The National Association of People with HIV Australia (NAPWHA) — in shared collaboration with Positive Women Victoria, is pleased to publish a new community resource entitled Breastfeeding for women living with HIV in Australia.
“The information in this community resource is provided for women who are living with HIV — who are pregnant or thinking about becoming pregnant,” says Heather Ellis, Communications Officer for Positive Women Victoria, who is also one of the co-editors of the community resource.
To the reader she states, “You may be thinking about breastfeeding your baby, and whether it is safe or advisable. This community resource aims to assist with understanding the issues around breastfeeding or formula feeding.”

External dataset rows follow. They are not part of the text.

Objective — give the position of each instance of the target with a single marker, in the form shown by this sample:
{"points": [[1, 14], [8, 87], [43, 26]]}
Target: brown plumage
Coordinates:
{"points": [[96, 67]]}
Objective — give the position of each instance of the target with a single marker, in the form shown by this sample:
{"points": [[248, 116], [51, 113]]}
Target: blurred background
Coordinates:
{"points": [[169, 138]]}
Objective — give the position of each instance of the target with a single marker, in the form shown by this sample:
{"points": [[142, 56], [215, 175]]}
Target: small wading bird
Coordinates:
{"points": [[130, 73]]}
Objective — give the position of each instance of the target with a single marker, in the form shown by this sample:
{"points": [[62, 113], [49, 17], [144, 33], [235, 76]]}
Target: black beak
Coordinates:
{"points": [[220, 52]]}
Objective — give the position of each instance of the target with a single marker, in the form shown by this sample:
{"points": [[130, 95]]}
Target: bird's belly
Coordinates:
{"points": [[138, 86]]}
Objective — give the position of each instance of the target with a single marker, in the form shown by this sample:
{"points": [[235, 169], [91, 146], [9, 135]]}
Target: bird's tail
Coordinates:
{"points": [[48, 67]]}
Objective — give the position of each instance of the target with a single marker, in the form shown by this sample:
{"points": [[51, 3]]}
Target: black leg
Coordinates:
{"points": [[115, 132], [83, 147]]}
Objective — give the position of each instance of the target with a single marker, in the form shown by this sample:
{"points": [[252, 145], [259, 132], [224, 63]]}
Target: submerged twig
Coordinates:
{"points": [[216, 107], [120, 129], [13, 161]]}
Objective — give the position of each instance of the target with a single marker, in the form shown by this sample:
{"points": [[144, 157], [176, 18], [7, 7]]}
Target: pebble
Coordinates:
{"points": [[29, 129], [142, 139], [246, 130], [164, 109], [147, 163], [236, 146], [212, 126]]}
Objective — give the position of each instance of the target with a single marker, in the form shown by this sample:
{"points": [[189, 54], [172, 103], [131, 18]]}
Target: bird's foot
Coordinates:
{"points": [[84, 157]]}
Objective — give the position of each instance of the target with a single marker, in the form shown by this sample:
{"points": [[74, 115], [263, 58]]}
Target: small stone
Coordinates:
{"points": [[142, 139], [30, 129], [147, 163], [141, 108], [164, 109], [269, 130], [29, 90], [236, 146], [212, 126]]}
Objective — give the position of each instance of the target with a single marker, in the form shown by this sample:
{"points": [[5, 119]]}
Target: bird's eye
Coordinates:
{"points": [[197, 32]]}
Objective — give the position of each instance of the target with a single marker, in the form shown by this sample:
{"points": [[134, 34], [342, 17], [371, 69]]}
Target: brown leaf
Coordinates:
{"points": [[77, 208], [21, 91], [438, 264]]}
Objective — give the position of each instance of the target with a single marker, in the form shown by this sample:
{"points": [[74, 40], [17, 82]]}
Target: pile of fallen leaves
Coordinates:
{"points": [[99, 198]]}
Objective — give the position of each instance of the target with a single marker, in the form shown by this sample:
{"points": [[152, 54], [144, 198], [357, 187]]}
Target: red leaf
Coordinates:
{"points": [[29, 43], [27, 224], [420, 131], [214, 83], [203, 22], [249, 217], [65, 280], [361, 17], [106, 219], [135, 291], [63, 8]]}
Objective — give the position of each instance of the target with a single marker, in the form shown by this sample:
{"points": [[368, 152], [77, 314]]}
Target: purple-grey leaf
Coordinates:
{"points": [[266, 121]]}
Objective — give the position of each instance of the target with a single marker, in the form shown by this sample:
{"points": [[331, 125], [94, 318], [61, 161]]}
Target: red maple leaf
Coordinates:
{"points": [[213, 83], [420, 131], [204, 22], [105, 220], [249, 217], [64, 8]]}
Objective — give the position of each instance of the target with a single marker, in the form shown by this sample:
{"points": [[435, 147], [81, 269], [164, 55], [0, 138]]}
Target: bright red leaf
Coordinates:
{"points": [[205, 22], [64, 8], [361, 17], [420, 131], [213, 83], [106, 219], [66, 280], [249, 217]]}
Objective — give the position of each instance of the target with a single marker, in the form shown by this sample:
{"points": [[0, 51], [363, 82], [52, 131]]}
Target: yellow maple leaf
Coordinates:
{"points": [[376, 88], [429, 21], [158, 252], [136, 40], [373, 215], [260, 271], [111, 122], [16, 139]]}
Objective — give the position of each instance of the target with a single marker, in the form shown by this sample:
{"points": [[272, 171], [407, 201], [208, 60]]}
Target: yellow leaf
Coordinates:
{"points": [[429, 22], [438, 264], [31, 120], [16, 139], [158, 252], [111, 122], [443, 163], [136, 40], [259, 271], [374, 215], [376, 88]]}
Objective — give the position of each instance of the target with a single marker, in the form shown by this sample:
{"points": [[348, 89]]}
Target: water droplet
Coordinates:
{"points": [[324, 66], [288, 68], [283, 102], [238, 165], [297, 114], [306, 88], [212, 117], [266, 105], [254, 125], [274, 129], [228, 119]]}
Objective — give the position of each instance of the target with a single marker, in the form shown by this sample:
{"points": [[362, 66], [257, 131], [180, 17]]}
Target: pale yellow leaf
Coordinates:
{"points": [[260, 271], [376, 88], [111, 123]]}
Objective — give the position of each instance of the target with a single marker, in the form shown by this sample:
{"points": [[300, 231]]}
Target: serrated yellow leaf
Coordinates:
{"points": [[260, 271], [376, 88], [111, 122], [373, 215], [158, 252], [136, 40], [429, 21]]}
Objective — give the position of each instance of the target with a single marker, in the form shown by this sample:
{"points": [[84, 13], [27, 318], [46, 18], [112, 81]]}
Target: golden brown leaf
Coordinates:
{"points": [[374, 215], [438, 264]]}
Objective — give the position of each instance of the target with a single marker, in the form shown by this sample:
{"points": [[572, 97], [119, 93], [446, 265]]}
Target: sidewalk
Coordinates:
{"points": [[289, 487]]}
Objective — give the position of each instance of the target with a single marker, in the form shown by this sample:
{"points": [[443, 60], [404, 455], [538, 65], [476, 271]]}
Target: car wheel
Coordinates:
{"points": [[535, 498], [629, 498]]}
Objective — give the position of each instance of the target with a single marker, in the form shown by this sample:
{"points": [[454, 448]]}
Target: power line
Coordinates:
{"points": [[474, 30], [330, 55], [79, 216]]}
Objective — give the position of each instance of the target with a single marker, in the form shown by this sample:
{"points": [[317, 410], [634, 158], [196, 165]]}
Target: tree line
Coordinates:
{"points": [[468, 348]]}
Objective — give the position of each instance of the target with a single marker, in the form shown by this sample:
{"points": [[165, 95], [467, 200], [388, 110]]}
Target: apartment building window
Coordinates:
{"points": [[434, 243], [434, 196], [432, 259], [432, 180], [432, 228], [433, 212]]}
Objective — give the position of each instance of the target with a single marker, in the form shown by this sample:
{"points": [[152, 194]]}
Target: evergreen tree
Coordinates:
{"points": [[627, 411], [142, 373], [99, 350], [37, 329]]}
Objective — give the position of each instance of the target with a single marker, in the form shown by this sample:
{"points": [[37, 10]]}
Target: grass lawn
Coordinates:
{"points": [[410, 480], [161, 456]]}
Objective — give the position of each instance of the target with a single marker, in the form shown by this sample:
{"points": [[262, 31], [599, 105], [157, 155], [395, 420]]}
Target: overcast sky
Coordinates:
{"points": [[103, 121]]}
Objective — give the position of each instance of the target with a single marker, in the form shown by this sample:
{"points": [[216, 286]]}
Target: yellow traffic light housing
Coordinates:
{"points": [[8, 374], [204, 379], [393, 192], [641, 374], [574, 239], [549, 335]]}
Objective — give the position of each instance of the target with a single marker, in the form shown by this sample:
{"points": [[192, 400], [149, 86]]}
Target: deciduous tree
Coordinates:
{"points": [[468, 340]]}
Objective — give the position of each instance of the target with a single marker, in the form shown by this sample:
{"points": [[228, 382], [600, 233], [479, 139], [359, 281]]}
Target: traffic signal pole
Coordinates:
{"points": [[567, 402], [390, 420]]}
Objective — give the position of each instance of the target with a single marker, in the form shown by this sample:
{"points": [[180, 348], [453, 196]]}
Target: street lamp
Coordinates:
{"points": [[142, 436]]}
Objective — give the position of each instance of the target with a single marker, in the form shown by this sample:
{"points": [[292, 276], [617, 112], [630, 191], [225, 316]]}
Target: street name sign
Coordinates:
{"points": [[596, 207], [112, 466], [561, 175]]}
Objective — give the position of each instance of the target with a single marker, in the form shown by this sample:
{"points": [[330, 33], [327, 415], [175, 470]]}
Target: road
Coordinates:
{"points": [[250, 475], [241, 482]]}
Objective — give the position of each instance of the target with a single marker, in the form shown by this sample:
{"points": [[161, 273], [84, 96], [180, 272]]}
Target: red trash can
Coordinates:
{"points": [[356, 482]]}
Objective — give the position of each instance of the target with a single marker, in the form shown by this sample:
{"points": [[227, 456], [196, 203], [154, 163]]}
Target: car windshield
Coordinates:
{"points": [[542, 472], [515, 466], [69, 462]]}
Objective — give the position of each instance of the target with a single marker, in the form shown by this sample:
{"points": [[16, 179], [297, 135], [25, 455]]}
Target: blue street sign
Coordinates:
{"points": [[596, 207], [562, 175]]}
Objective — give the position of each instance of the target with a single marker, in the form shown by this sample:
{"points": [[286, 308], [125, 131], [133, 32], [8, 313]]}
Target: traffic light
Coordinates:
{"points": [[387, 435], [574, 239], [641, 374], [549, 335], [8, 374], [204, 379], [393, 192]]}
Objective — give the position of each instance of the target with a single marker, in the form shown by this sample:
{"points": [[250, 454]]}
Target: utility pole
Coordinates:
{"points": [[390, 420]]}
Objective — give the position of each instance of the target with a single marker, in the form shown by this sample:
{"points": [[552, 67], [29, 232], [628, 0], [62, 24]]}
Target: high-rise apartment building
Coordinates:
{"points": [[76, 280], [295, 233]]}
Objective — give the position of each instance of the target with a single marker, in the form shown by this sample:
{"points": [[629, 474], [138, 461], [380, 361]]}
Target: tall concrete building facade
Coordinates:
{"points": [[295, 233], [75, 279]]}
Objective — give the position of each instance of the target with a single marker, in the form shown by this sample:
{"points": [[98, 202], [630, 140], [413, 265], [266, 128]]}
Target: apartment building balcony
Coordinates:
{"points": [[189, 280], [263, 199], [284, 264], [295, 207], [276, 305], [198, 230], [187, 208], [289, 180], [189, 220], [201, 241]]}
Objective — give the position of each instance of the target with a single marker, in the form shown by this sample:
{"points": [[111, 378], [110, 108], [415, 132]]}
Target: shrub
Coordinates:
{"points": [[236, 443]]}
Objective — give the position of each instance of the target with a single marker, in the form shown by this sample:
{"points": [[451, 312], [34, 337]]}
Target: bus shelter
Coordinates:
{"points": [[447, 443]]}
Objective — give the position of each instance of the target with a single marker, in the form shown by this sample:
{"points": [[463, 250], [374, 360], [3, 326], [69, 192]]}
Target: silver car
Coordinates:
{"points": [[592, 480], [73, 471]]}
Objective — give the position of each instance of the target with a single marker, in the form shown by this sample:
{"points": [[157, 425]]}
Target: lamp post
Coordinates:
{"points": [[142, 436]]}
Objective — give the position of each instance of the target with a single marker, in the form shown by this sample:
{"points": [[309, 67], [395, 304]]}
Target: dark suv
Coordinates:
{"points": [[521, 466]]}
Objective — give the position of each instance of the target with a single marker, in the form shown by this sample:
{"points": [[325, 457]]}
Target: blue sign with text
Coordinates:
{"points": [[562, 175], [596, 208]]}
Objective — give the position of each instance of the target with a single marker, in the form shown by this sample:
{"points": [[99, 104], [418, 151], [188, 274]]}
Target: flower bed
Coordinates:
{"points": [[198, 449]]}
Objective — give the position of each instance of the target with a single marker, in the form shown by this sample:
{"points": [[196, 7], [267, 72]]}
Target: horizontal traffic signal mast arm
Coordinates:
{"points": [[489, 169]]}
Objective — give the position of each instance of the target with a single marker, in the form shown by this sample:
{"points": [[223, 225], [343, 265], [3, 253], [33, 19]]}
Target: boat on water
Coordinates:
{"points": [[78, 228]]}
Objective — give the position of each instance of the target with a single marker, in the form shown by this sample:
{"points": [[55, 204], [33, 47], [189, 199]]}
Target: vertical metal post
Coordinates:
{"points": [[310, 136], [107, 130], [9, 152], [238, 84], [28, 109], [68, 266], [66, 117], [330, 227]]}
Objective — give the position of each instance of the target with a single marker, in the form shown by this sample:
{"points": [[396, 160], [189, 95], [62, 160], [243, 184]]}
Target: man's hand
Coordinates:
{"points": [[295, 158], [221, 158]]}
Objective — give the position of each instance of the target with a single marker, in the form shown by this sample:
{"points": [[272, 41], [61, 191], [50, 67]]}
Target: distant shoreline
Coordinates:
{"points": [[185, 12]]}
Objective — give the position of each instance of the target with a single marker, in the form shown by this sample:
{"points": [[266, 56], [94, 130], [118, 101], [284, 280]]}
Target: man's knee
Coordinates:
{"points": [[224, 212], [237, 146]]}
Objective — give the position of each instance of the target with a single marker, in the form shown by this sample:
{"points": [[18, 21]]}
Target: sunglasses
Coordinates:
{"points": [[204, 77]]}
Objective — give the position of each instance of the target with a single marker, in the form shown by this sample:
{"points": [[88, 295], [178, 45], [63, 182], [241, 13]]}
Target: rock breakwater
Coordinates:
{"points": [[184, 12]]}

Heather Ellis, who will represent as part of a panel at the ASHM 2021 Virtual Conference on 8 September 2021 continues, “We hope after reading this information, women will feel encouraged by the news that although medical and health experts agree that formula feeding is still the safest option, breastfeeding is increasingly being recognised as an option that may be open to some women living with HIV.”
This community resource will also be released alongside an exciting issue of new guidance for healthcare providers with regard to the infant feeding options available to people living with HIV in Australia. Published by the Australasian Society for HIV, Viral Hepatitis and Sexual Health Medicine (ASHM) — the peak national organisation representing the clinical HIV workforce, the clinical guidance document The Optimal Scenario and Context of Care, will feature some highlighted sections from the community resource. [Note: This hyperlink will go live on 8 September 2021].
Of this clinical guidance to be launched at the ASHM 2021 Virtual Conference, Chair of Femfatales Kath Leane, HIV positive woman and mother of 34 years, offers her endorsement. “This guide offers balanced information that will not only empower and support women to safely consider their options but helps remove that stigma and guilt.”
In 2017, Femfatales (NAPWHA National Network of Women Living with HIV) tendered a submission to the ASHM of a Review of ASHM Antiretroviral Guidelines – US DHHS Guidelines with Australian Commentary: HIV-Infected Women with regards to postpartum management and infant feeding. The review identified important gaps that existed in the evidence-base and information about the risks and benefits.
Breastfeeding for women living with HIV In Australia was an initiative which then continued to build upon and respond to this evidence-base, developed and produced under the NAPWHA HIV Health Literacy Framework project.
“This NAPWHA framework adopts an approach where community-led participatory action research underpins all of the health literacy initiatives produced,” explains Sarah Feagan, one of Community Advocates of the NAPWHA project.
“The meaningful involvement of women living with HIV/AIDS (MIWA) is a key feature of women-centred HIV care. It was imperative that the development of this community resource was led by HIV community advocates, and that it was then further informed by networks of HIV peers through a consultative process. This ensures that the development of any health promotion is culturally appropriate and tailored for women.”
The NAPWHA Health Literacy Framework project (2019-2021) was made possible through the funding support of ViiV Healthcare Australia.
NAPWHA and Positive Women Victoria encourage community members to use information contained in the community resource Breastfeeding for women living with HIV In Australia to start a discussion with your doctor or health care team.